对两个draft genome作比对一般使用MUMER下面的nucmer
1、NUCMER
基本命令:
nucmer --prefix=ref_qry ref.fasta qry.fasta
参数:
USAGE: nucmer [options] <Reference> <Query>
Reference 参考基因组文件
Query 要比对基因组文件
OPTIONS:(两个重要参数)
--mum Use anchor matches that are unique in both the reference
and query###比对区块参考与query都要唯一
--mumreference Use anchor matches that are unique in in the
reference but not necessarily unique in the query (default behavior)
delta-filter过滤(可选):
基本命令:
delta-filter [options] <deltafile>
参数:
-1 1-to-1 alignment allowing for rearrangements
(intersection of -r and -q alignments)
-g 1-to-1 global alignment not allowing rearrangements
-h Display help information
-i float minimum alignment identity [0, 100], default 0##identity
-l int Set the minimum alignment length, default 0###最低比对长度
-m Many-to-many alignment allowing for rearrangements
(union of -r and -q alignments)
-q Maps each position of each query to its best hit in
the reference, allowing for reference overlaps
-r Maps each position of each reference to its best hit
in the query, allowing for query overlaps
-u float Set the minimum alignment uniqueness, i.e. percent of
the alignment matching to unique reference AND query
sequence [0, 100], default 0
-o float Set the maximum alignment overlap for -r and -q options
as a percent of the alignment length [0, 100], default 100
解释:
1)-r:去掉参考中有overlap的比对结果
2)-q:去掉query中有overlap的比对结果
3)-r -q 去掉参考中有overlap的比对结果和去掉query中均有overlap的比对结果。
4)-o 上述-r 和 -q中定义的overlap的距离占比对距离的百分比。超过此参数才认为是有overlap
5) -g option and the -1 and -m区别
A. -g 英文解释:requires the alignments to be mutually consistent
in their order, 翻译过来就是两者比对时比对的区块order必须一致;不允许倒位和易位。举例如下:可见加入-g把48489那一行去掉了。
未加入-g
加入-g
B. -1 and -m options are not required to be
mutually consistent and therefore tolerate translocations,
inversions, etc.
C. In general cases, the -m option is the best choice,
D. -1 can be handy for applications such as SNP finding which
require a 1-to-1 mapping.
E.for mapping query contigs, or sequencing reads, to a reference genome, use -q.

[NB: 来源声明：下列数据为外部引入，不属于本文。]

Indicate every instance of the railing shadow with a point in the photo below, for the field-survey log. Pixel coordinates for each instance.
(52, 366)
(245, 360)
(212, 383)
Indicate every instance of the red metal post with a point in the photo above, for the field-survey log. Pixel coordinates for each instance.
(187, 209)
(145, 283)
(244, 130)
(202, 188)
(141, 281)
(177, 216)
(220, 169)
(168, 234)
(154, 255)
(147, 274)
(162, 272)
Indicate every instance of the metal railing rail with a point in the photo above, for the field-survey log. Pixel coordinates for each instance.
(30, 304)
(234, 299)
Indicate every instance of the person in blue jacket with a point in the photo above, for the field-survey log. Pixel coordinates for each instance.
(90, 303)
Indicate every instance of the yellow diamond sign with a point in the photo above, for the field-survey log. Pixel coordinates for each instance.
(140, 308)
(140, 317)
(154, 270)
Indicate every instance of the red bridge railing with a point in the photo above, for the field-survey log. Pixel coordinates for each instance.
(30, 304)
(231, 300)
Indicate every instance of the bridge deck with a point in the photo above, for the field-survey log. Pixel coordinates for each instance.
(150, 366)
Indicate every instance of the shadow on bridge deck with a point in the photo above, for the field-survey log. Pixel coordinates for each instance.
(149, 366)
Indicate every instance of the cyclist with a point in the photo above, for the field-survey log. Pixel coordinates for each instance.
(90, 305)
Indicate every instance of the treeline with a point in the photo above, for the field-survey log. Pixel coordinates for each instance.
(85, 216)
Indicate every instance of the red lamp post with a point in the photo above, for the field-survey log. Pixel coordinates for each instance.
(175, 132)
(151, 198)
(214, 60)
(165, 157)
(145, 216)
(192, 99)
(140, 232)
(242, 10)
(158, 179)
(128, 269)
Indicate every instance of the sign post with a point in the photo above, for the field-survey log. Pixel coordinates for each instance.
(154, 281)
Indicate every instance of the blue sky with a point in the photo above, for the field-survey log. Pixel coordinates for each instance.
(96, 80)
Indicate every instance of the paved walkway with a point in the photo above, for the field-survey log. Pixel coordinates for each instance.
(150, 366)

6)设置严格程度依次为-i -l -u -q -r -g -m -1参数
2、show-coords
对上一步产生的结果进行过滤及输出格式转换
基本命令:
show-coords -rclT ref_qry.delta > ref_qry.coords
参数:
-b Merges overlapping alignments regardless of match dir
or frame and does not display any idenitity information.###overlap合并
-c Include percent coverage information in the output###输出结果包含覆盖度信息
-H Do not print the output header
-I float Set minimum percent identity to display##identity设置
-l Include the sequence length information in the output###输出内容中包括query和ref序列长度
-L long Set minimum alignment length to display###输出最低比对长度的比对结果
-q Sort output lines by query IDs and coordinates##按照query的ID排序输出
-r Sort output lines by reference IDs and coordinates##按照ref的ID排序输出
-T Switch output to tab-delimited format#####输出tab格式的
3、可视化
1)show-aligns基本命令:
show-aligns ref_qry.delta refname qryname > ref_qry.aligns
refname and qryname 是上述基因组序列中ID
结果图片:
2)mummerplot 基本命令:
mummerplot ref_qry.delta -R ref.fasta -Q qry.fasta --png --filter --layout
产生one-to-one mapping 的比对结果共线性图.
输出图片格式有三种选择:
--x11 --postscript --png
结果图片:
主要命令如下:
nucmer --prefix=ref_qry ref.fasta qry.fasta
delta-filter过滤(可选):delta-filter [options] <deltafile>
show-coords -rcl ref_qry.delta > ref_qry.coords
show-aligns ref_qry.delta refname qryname > ref_qry.aligns
show-tiling ref_qry.delta > ref_qry.tiling(与前述差异点)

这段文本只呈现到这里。